4. Charles Taylor, for instance, is aware of many of the aspects brought forth by human and social sciences in thsi century, in fact he takes his departure in a common-sense understanding of morality highly refined; but he does not acknowledge it at a scientific contribution to be discussed, i.e. he does not quote anybody, but simply presents it as moral intuitions to be accepted as argued and described; having done this he re-enters into the game of philosophical reasoning. Cf. his Sources of the Self, Cambridge, Mass: Harvard University Press, 1989

5. Even in the case of Jürgen Habermas, whose discourse ethics was developed after, or alongside, his reconstruction of the development of the social sciences and the construction of his own theory of social change, it does not seems to me that sociological knowledge about morality has played a very decive part. This also seems to be the opinion of Javier Muguerza, cf, his Desde la perplejidad, Madrid: Fondo de Cultura Económica, 1990, p. 638

6. I myself have benefitted from courses in sociological theory at the University of Valencia, lectures given at the University of Copenhagen, books such as George Ritzers Teoría Sociológica Clasica and Teoría Sociológica Contemporanea (1992), both Madrid: MaGraw-Hill, 1993 and Zygmunt Bauman's Thinking Sociologically, Oxford: Blackwell, 1990 and from personal relationsships over the years with sociologists.
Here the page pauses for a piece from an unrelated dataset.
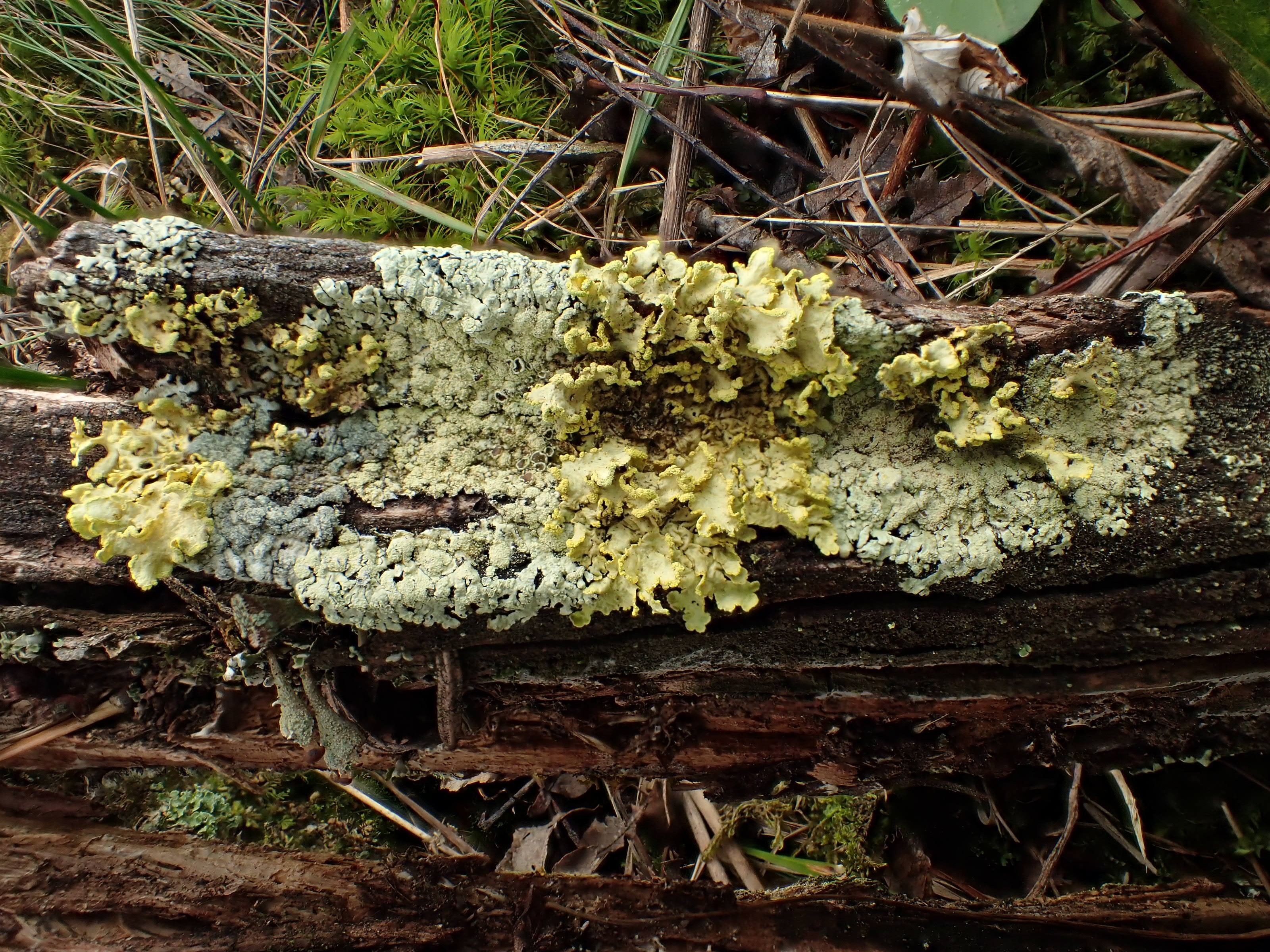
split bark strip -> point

7. Émile Durkheim: De la division du travail social, Paris: Felix Alcan, 1893, p. i. By the end of the Introduction Durkheim however says that what this theis offers is only a theoretical study, not an empirical sociological study.

8. This track, however, I will not follow here. Let me just recommend a small, but highly interesting book, Gérard Namer & Patrick Cingolani: Morale et société, Paris: Meridiens Klincksieck, 1995, which tells the history of french sociology from the 1789-revolution up till the Second World War.

9. Cf. Steven Lukes: Émile Durkheim. Su vida y su obra (1973), Madrid: Centro de investigaciones sociologicas-Siglo XXI de España, 1984. At the time of his suicide he had just written the Introduction to a book about morality.

10. Cf. Bauman: Modernity and the Holocaust (1989), Cambridge: Polity Press, 1991, p. viii

11. Zygmunt Bauman: Modernity and Ambivalence (1991), Cambridge: Polity Press,1993, p. 17. Hereafter refered to as MA, nn.

12. Zygmunt Bauman: Postmodern Ethics, Oxford: Blackwell, 1993, p. 32. Herafter refered to as PE, nn.

13. Cf. Levinas: Etik og Uendelighed (1982), København: Hans Reitzel, 1995, p. 86

14. See for instance the first articles in Diskurs und Werantwortung, Frankfurt a.M.: Suhrkamp, 1990

15. The shared assumption of the moral philosophers, whom Bauman rightly portraits as the trendsetters, is thus anti-liberal; there is no invisible hand to guarantee the happy outcomme of all selfish enterprises.